Quittons la côte pour gagner l’intérieur par le chemin de
fer de Konakry au Niger (662 km.). Aux portes de la capitale, pourrait-on dire,
exploitation du minerai de fer, longtemps dédaigné en raison de difficultés
techniques, d’emploi aujourd’hui disparues. Les formations superficielles d’un
très grand nombre de régions tropicales sont représentées par des latérites.
Celles-ci contiennent presque toujours du fer à l’état de limonite, d’une forte
teneur en métal. Tel est le cas en Guinée où, à proximité de Konakry, donc d’un
port outillé, existent des accumulations considérables de cette limonite.

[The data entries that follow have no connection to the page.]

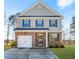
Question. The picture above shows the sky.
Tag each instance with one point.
(64, 7)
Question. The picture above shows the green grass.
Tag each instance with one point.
(64, 53)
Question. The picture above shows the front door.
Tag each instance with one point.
(40, 40)
(24, 41)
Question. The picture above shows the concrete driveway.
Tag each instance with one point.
(16, 53)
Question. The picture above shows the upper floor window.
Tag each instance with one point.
(53, 23)
(26, 23)
(39, 23)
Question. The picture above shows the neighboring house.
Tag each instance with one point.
(72, 29)
(37, 26)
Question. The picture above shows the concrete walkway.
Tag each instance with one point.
(16, 53)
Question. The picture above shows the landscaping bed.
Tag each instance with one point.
(64, 53)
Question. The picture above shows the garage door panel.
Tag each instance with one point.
(25, 41)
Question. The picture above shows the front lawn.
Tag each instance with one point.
(64, 53)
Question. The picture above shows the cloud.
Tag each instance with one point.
(64, 3)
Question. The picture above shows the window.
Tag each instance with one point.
(26, 23)
(39, 23)
(53, 37)
(53, 23)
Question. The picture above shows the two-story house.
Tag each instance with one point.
(37, 26)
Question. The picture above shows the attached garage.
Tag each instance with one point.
(24, 41)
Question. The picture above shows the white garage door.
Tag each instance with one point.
(24, 41)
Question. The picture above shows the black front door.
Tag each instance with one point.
(40, 40)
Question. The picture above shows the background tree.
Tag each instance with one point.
(72, 28)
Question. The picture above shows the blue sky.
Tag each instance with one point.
(64, 7)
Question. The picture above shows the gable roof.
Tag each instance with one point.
(39, 9)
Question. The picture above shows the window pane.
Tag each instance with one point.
(39, 23)
(26, 23)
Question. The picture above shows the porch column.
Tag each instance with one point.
(46, 39)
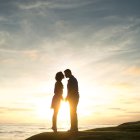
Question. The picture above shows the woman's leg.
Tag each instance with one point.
(54, 119)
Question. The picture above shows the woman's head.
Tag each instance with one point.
(59, 76)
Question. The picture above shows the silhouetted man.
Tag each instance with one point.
(72, 98)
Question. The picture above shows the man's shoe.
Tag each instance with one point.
(73, 130)
(54, 129)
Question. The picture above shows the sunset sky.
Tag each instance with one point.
(99, 40)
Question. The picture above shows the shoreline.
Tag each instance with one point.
(125, 131)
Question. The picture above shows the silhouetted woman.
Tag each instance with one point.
(58, 91)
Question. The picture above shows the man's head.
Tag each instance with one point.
(67, 73)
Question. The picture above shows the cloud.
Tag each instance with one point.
(8, 109)
(134, 70)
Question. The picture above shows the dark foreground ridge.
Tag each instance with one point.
(126, 131)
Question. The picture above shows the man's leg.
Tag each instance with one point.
(73, 115)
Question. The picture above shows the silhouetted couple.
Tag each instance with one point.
(72, 97)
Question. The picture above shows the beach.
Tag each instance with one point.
(125, 131)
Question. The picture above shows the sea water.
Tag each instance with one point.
(24, 131)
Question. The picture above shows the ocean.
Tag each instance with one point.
(24, 131)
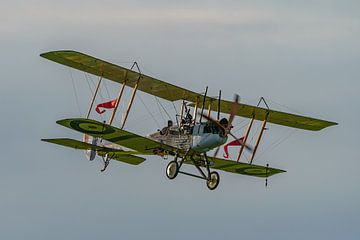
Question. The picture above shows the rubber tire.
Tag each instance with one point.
(214, 182)
(173, 166)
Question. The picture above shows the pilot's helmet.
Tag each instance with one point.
(224, 122)
(170, 123)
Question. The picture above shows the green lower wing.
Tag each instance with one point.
(67, 142)
(115, 135)
(115, 154)
(240, 168)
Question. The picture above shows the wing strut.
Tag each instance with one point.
(263, 127)
(93, 98)
(132, 95)
(118, 99)
(245, 138)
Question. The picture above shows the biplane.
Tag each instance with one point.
(186, 142)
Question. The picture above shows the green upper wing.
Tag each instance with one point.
(276, 117)
(115, 135)
(171, 92)
(118, 74)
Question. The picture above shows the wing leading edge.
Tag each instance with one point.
(146, 146)
(119, 155)
(171, 92)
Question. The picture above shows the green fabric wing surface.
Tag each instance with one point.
(115, 154)
(147, 146)
(171, 92)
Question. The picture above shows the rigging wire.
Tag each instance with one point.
(88, 79)
(163, 108)
(277, 143)
(107, 90)
(162, 116)
(76, 96)
(147, 109)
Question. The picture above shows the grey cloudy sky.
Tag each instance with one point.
(302, 55)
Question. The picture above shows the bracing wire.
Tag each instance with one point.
(75, 93)
(157, 123)
(162, 116)
(277, 143)
(107, 90)
(163, 107)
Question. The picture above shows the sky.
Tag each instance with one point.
(301, 57)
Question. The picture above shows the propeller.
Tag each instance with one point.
(226, 125)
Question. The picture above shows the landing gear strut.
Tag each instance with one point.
(106, 161)
(212, 178)
(172, 169)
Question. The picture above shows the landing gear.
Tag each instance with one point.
(172, 169)
(212, 178)
(106, 161)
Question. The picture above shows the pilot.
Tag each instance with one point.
(166, 129)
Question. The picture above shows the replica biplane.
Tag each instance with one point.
(188, 141)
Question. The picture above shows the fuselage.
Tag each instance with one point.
(200, 137)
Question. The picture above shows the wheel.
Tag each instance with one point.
(214, 180)
(172, 169)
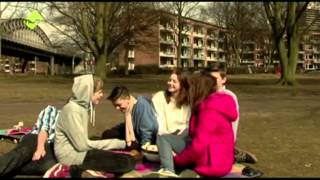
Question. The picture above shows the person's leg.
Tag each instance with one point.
(40, 166)
(166, 144)
(19, 156)
(115, 132)
(242, 156)
(100, 160)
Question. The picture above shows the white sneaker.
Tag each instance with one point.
(167, 173)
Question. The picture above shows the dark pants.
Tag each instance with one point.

Longtemps l’existence du chrome dans le minerai fut considérée comme faisant
obstacle à son utilisation ; mais les résultats fournis par de récents
essais tendraient à montrer qu’il n’en est rien.
Un arrêt en gare de Kindia, dans le Fouta-Djallon, pour
quelques randonnées environnantes qui permettront de visiter des coins de ce
pays d’élevage : bœufs, moutons sans laine et chèvres. Les bœufs de petite
taille de cette région ont toujours été réputés et constituaient la principale
richesse des populations peulhs. De lustres en lustres, on constate une
amélioration sensible du cheptel bovin : conseils donnés aux éleveurs,
concours agricoles, primes, sacrifice des sujets mal venus, ont produit de bons
résultats.
Non loin, ce qui reste du jardin d’essai de Dalaba,
constitué au point choisi par l’éminent botaniste colonial Aug. Chevalier,
longtemps laissé à l’abandon, et où l’on peut voir cependant de superbes
quinquinas plantés sous sa direction.
Au Fouta, et plus encore dans la vallée nigérienne, on
rencontre maintenant des attelages de bœufs labourant ou transportant. Des
indigènes reconnus aptes furent envoyés dans des fermes de France pour
apprendre le métier de bouvier et servir, à leur retour, de moniteurs. Le
résultat ne se fit pas attendre, et plus nombreux chaque année sont les
attelages qu’on aperçoit dans les champs. C’est là un gros progrès dû à la
ténacité des agents du Service de l’Agriculture qui reçurent tout l’appui
nécessaire des autorités administratives locales. L’espace ne manque pas, les
productions agricoles s’étendront, l’enrichissement de l’indigène suivra, des
besoins nouveaux naîtront, les conditions de la vie matérielle s’amélioreront — elles
en ont besoin — une transformation matérielle et morale apparaîtra
inévitablement. Dès l’autre versant du Fouta-Djallon, l’on est dans le Soudan
géographique : même population, mêmes productions que dans la colonie du
Soudan français. L’une mérite d’être signalée : celle de l’or, car elle
représente la plus grosse extraction des colonies françaises. Quittons la voie
ferrée à son arrivée au Niger à Kouroussa et gagnons en automobile, par une
route convenable, le poste de Siguiri, chef-lieu du cercle (circonscription
administrative) du même nom, à une centaine de kilomètres dans le Nord. Là, se
trouve le centre d’extraction de l’or. L’exploitation de l’or à Siguiri est de
date très ancienne, d’où des habitudes presque innées et une technique
rudimentaire, mais certaine quant à ses résultats. Le mineur creuse, au moyen d’un
pic spécial de sa fabrication, des puits verticaux cylindriques descendant
jusqu’à la couche aurifère qui se trouve dans des terrains alluvionnaires à
8-10 mètres de profondeur. Des galeries sont percées pour permettre l’extraction
de la plus grande quantité possible de terre aurifère ; celle-ci est
remontée à la surface au moyen de calebasses et les femmes la lavent à la bâtée
au marigot le plus proche. Tel est le procédé ancestral et qui n’a pas varié.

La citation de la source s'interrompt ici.